Yes, first stage is log shipping. Second stage is either physical or
logical apply.

-- Simon Riggs           www.2ndQuadrant.comPostgreSQL Training, Services and Support

Re: Transaction-controlled robustness for replication

From

Bruce Momjian

Date:

12 August 2008, 12:52:02

Simon Riggs wrote:
> We can generalise this as three closed questions, answered either Yes
> (Synchronous) or No (Asynchronous)
> 
> * Does WAL get forced to disk on primary at commit time?
> * Does WAL get forced across link to standby at commit time?
> * Does WAL get forced to disk on standby at commit time?
> 
> In code, these are simple if tests: Do we wait, or not?
> 
> We could represent this with 3 parameters:
> synchronous_commit = on | off
> synchronous_standby_transfer = on | off
> synchronous_standby_wal_fsync = on | off
> 
...
> Or we could use just two parameters:
> synchronous_commit = on | off
> synchronous_replication = 'AA', 'SA' or 'SS'
>   with A = Asynchronous, S = Synchronous 
>   which corresponds with DRBD's algorithms like this
>     DRBD A = AA
>     DRBD B = SA
>     DRBD C = SS
> 
> Or we could use just a single parameter
> synchronous_commit = 'AAA', 'SAA', 'SSA', 'SSS' or on |off when no
> log-based replication is defined

First, I love this kind of control.

Second, I think our current control for the main/master are sufficient
that we don't need to add additional variables for this, so we can focus
just on whether we wait for the slave.

Third, we can control whether the slave WAL fsync's by setting things on
the slave, so I don't think we need a master setting for that.

Fourth, I don't think the boolean idea will work because there are
boolean combinations that are illogical, like having
synchronous_standby_transfer off and synchronous_standby_wal_fsync on.

I think you need to make it an enumerated type like log_min_messages; 
something like:
wal_transfer_wait

with values of:
nothing:    have network traffic send WAL as needednetflush:    wait for flush of WAL network packets to slaveprocess:
 wait for slave to process WAL traffic and        optionally fsync

The 'process' option either waits for fsync on the slave or not
depending on how the slave is configured, meaning you could use
synchronous_commit off to not wait for the fsync to disk.

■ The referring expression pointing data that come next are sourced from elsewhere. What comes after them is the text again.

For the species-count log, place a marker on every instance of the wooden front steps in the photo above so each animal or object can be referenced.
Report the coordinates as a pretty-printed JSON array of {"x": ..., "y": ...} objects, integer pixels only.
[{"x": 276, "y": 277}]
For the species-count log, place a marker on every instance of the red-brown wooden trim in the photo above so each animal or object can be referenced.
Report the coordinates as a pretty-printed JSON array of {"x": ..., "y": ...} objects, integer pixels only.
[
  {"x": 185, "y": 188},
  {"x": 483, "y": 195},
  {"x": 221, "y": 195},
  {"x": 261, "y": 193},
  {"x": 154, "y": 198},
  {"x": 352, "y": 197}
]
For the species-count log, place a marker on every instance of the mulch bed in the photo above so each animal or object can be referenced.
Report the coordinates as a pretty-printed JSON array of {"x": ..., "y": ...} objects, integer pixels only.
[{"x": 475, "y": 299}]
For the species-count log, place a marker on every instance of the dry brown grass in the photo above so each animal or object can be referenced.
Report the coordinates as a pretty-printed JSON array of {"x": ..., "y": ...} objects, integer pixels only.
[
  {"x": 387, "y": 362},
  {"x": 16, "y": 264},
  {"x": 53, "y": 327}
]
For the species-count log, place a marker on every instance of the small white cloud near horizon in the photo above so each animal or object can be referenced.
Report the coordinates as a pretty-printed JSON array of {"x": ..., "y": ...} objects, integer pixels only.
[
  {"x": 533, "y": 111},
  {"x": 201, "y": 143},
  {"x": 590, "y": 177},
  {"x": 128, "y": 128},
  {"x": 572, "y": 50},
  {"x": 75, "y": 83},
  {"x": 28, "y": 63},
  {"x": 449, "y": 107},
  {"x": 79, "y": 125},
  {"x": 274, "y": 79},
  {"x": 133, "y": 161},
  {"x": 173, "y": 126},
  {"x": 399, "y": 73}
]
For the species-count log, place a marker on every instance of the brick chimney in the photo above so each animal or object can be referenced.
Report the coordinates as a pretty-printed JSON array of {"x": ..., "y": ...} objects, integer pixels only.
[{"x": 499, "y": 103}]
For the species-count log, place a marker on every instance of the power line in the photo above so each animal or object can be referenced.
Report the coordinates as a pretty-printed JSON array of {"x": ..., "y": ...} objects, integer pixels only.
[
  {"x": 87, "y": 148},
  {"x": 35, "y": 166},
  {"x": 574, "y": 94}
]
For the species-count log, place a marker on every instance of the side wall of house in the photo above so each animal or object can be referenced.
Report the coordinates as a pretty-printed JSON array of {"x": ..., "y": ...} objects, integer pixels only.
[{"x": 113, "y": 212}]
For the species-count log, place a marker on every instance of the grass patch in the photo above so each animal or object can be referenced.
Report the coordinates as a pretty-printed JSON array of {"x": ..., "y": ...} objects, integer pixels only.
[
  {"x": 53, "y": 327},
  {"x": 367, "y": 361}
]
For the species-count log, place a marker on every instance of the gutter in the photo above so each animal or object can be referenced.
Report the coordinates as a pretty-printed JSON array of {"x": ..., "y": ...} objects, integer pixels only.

I think we can add a table in the documention to show how to set things
up in postgresql.conf for async master and async slave, and other
combinations.

--  Bruce Momjian  <bruce@momjian.us>        http://momjian.us EnterpriseDB
http://enterprisedb.com
 + If your life is a hard drive, Christ can be your backup. +

Re: Transaction-controlled robustness for replication

From

Bruce Momjian

Date:

12 August 2008, 12:53:10

Simon Riggs wrote:
> 
> On Sat, 2008-07-26 at 10:17 +0200, Markus Wanner wrote:
> > What I still don't understand is, why you are speaking about
> > "logical" 
> > replication. It rather sounds like an ordinary log shipping approach, 
> > where the complete WAL is sent over the wire. Nothing wrong with
> > that, 
> > it certainly fits many needs and I welcome such a solution for
> > Postgres.
> 
> Yes, first stage is log shipping. Second stage is either physical or
> logical apply.

What is the attraction of logical application of the WAL logs? 
Transmitting to a server with different architecture?

--  Bruce Momjian  <bruce@momjian.us>        http://momjian.us EnterpriseDB
http://enterprisedb.com
 + If your life is a hard drive, Christ can be your backup. +

Re: Transaction-controlled robustness for replication

From

Simon Riggs

Date:

12 August 2008, 13:35:44

On Tue, 2008-08-12 at 11:52 -0400, Bruce Momjian wrote:
> Simon Riggs wrote:
> > 
> > On Sat, 2008-07-26 at 10:17 +0200, Markus Wanner wrote:
> > > What I still don't understand is, why you are speaking about
> > > "logical" 
> > > replication. It rather sounds like an ordinary log shipping approach, 
> > > where the complete WAL is sent over the wire. Nothing wrong with
> > > that, 
> > > it certainly fits many needs and I welcome such a solution for
> > > Postgres.
> > 
> > Yes, first stage is log shipping. Second stage is either physical or
> > logical apply.
> 
> What is the attraction of logical application of the WAL logs? 
> Transmitting to a server with different architecture?

Yes,

* different release
* different encoding
* different CPU architecture
* (with the correct transform) a different DBMS

So logical apply can provide a route for data transfer between
applications, not just replication for DR or HA.

Physical apply works and will be more performant, but it will always be
more restrictive. So there are arguments for doing it both ways.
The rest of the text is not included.